I need a way to debug subviewports to make sure they are working properly. I am trying to run a shader that saves global coordinates on a per-pixel basis to a texture and I want to make sure it’s working properly. I have looked through the documentation and nothing seems to match what I want. Ideally the subviewport exists in it’s own node with resources I can hook into other nodes, so it renders to a texture that another one could display.
Is there a way to do this, or a better way to verify a shader is working as intended? Or a place in the documentation with the stuff I need to get this done.
and if someone suggests to me a goddamn video tutorial i will skin them alive
If you want to debug a scene that you want to parent to a subviewport, if I understand correctly, you can work on the scene when it’s deattached of the subviewport, and once you finished you can make it a child of the subviewport.
I’m sorry if you found the reply to be unhelpful, as I have little experience with subviewports.
It’s a little bit like that, but I am just using the SubViewport to run a shader, there isn’t a scene attached to this. I might be going about this wrong.
I have a screenshot below, I want to display the result of the subviewport into the control, and ideally it wouldn’t be parented but if it has to then it is what it is.

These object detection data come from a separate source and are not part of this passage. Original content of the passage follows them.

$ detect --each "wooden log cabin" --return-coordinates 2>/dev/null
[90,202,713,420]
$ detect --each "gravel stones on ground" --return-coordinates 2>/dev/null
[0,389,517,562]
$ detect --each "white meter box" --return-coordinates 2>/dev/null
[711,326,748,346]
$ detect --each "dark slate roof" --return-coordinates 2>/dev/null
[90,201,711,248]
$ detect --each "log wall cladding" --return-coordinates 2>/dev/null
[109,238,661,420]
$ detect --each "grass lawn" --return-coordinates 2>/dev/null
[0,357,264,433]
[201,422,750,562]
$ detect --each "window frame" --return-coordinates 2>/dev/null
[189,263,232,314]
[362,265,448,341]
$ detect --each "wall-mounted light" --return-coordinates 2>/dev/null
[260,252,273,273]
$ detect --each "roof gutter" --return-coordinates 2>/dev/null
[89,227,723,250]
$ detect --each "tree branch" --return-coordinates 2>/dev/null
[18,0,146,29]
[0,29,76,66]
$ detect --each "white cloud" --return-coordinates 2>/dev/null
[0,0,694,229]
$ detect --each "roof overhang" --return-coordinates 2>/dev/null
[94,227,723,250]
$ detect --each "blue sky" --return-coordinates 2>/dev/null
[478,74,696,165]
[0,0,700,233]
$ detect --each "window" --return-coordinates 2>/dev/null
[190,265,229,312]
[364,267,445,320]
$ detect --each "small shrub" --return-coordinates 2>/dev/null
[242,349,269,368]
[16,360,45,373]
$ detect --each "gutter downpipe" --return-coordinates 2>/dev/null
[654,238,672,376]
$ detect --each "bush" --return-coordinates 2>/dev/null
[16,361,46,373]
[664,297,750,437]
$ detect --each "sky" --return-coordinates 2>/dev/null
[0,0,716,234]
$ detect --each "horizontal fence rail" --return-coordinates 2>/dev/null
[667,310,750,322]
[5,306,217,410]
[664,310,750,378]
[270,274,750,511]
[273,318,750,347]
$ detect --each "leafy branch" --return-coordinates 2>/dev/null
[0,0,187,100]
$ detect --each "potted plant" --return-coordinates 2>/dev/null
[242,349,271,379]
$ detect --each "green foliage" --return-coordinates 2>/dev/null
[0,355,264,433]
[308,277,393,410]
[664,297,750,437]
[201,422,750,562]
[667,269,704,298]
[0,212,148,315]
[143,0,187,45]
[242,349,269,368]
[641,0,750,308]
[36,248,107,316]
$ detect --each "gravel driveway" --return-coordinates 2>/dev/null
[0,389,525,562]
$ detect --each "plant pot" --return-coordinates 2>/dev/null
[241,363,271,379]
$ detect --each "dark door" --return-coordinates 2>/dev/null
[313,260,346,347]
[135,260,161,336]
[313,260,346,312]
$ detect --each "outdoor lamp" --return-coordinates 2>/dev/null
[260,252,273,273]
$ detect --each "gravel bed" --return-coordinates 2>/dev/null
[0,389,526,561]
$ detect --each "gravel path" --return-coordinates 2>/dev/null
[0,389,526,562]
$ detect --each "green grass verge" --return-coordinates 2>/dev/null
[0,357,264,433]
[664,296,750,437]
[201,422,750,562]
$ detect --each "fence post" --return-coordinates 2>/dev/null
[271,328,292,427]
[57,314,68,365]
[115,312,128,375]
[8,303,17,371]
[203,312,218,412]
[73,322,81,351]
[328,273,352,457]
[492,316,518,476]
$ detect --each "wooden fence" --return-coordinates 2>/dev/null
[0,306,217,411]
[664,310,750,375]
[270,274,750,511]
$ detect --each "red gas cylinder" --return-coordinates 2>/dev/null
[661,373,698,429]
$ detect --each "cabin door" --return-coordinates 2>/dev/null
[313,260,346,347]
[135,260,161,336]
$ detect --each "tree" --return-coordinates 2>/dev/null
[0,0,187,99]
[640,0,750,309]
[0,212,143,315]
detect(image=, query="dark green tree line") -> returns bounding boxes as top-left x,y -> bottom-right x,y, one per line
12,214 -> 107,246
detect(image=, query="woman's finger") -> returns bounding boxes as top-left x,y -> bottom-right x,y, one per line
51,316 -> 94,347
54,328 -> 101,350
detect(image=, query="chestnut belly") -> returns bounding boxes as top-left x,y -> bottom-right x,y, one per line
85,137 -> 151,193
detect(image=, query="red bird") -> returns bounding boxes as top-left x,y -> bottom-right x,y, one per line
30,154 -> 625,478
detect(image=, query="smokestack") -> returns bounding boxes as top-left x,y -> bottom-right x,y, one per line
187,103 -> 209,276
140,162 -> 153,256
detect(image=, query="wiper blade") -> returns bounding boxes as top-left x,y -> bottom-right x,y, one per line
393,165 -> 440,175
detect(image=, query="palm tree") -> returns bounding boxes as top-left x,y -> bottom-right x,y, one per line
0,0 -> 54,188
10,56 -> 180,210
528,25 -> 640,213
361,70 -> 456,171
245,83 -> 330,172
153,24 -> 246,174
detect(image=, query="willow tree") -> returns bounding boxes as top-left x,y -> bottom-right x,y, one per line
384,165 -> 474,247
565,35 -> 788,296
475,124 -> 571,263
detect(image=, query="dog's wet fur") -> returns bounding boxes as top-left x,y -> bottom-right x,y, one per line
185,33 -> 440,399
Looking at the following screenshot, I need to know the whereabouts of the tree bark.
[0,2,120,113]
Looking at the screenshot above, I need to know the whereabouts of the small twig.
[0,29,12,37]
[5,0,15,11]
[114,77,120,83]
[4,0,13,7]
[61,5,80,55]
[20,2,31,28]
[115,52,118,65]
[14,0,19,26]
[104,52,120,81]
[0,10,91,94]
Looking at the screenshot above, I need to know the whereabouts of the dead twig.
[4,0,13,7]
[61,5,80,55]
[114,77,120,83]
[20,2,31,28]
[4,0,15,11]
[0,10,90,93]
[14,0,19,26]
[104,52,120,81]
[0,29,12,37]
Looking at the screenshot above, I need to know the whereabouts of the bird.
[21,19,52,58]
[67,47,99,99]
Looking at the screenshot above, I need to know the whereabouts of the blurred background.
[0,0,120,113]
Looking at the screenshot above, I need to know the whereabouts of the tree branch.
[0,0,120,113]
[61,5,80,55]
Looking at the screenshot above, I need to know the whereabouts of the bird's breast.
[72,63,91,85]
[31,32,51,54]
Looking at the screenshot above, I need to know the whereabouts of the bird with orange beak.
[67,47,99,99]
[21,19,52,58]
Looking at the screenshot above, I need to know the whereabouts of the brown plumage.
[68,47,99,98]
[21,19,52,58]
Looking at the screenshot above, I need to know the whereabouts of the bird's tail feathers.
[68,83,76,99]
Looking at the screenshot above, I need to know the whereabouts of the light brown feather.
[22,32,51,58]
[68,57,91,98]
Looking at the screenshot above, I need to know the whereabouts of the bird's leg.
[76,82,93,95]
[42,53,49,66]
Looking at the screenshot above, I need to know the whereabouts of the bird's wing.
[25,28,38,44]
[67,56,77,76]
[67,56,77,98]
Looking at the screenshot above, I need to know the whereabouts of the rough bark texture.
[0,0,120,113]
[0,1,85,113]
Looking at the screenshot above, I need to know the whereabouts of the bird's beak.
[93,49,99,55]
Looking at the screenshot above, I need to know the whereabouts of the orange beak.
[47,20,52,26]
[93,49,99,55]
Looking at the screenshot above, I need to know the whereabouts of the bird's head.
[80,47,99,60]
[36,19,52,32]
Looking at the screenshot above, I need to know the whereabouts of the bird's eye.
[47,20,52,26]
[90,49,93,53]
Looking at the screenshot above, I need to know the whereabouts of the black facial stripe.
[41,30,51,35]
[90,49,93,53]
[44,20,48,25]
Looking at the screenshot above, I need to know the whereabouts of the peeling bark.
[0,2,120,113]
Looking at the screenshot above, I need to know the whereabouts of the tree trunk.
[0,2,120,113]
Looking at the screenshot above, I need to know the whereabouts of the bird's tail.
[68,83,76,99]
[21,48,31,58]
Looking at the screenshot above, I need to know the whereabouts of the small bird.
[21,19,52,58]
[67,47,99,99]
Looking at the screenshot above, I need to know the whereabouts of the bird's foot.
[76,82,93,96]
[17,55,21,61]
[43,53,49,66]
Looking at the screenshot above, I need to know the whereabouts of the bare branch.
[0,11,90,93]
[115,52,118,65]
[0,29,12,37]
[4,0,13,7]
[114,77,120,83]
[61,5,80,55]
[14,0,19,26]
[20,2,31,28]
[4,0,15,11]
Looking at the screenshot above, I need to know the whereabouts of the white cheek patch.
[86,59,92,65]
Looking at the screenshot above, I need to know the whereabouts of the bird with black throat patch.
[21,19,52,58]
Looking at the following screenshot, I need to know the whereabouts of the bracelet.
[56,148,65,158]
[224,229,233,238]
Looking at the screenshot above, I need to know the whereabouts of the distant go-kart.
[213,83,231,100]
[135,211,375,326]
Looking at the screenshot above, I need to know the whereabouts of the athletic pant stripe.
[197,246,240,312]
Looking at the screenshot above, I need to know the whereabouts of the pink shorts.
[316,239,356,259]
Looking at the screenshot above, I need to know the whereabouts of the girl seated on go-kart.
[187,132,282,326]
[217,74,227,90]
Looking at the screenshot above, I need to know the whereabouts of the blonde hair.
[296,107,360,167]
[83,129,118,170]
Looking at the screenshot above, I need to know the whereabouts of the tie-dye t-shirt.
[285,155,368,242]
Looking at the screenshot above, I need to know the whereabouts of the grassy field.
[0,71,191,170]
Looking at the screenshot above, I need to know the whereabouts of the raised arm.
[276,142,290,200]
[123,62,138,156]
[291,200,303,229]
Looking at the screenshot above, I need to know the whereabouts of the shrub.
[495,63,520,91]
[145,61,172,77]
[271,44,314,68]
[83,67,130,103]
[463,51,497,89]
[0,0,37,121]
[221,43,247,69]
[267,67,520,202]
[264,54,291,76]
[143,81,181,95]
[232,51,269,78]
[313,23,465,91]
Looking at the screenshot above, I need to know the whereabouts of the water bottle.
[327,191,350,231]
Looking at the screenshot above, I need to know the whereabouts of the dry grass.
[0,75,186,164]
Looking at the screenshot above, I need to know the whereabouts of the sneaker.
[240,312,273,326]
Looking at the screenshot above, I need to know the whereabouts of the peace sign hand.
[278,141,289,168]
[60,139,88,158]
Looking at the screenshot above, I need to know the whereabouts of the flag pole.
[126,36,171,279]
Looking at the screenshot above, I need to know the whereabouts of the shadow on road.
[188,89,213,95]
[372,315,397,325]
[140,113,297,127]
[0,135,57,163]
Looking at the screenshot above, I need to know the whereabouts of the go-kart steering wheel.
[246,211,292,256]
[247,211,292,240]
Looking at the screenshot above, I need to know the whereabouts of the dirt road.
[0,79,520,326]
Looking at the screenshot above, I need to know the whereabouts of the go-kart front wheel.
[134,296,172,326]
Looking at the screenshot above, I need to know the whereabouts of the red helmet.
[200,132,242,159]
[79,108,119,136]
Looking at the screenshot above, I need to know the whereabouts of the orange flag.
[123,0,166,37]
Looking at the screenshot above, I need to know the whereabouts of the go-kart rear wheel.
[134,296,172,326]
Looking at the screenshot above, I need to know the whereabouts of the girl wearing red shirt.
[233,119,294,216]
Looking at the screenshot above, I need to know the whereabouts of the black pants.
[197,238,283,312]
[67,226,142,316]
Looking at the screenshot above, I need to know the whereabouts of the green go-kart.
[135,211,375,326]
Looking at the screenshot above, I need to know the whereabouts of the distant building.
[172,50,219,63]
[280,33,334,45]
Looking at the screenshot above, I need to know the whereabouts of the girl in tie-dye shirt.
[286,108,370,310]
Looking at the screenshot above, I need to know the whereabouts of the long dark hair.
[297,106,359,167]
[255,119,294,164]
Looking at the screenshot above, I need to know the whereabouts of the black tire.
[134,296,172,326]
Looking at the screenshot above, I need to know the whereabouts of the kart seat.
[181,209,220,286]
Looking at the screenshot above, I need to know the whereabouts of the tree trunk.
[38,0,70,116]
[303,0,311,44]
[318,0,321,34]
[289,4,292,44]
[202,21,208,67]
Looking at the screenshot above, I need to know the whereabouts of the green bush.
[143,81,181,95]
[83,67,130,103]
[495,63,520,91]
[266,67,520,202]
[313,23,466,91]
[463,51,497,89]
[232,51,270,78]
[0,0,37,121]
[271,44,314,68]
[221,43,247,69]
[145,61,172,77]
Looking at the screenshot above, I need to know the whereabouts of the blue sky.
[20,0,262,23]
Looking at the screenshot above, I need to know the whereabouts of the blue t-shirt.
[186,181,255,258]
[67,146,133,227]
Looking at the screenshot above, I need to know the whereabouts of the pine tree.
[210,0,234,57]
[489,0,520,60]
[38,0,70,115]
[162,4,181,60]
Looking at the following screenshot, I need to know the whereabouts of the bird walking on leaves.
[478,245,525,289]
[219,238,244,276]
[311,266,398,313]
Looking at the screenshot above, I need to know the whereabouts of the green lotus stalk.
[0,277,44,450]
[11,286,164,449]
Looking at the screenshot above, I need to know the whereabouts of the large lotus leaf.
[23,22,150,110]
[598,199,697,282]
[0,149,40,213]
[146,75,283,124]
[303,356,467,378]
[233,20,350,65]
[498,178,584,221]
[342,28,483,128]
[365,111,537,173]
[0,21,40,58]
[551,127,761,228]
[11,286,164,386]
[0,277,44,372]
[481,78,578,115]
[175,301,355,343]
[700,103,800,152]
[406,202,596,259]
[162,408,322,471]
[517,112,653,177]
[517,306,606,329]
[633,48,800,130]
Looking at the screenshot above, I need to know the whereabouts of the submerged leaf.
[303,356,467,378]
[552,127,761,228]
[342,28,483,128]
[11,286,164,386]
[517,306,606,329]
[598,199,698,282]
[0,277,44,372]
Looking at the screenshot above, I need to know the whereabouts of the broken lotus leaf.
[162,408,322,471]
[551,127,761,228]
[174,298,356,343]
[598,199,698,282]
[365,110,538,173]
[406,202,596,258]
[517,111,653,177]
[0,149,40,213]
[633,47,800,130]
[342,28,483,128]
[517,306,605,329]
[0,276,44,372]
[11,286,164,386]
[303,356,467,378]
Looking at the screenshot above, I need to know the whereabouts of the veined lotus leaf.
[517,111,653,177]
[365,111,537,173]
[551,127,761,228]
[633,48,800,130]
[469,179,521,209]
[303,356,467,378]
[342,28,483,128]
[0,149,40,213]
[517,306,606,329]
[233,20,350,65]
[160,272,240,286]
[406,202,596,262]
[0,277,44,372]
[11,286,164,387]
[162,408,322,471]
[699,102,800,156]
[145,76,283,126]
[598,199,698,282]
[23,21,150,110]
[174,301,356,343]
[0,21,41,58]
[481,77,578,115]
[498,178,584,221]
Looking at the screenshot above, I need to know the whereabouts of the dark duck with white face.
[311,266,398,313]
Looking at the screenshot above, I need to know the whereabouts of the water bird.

I’m trying to do some shader stuff to make a raycasting thing potentially more efficient (and a bit less weird) so I want a separate render to get the depth of every object in the current scene. It’s not the thing I’m directly asking here as I think I’m on track but I need to see the texture I’m generating before I go further, if that makes any sense.
Here’s a screenshot of the scene hierarchy for the player.
If you want to see what the ColorRect displays, make the ColorRect a child of a Control node, and take the Control node outside the subviewport, perhaps this will help?
p.s node name in terezi’s quirk funi
Yes. I get it. The set up is like this. This is called a designer view layout. That’s what you’re trying to create. The SubViewport can contain anything youlike, like a camera, texture, etc. Then you can create a mesh2d to show on the screen. Where you apply the texture as the SubViewport. And you get to see everything going on in the SubViewport. The subviewport is a window node. Window node can be different.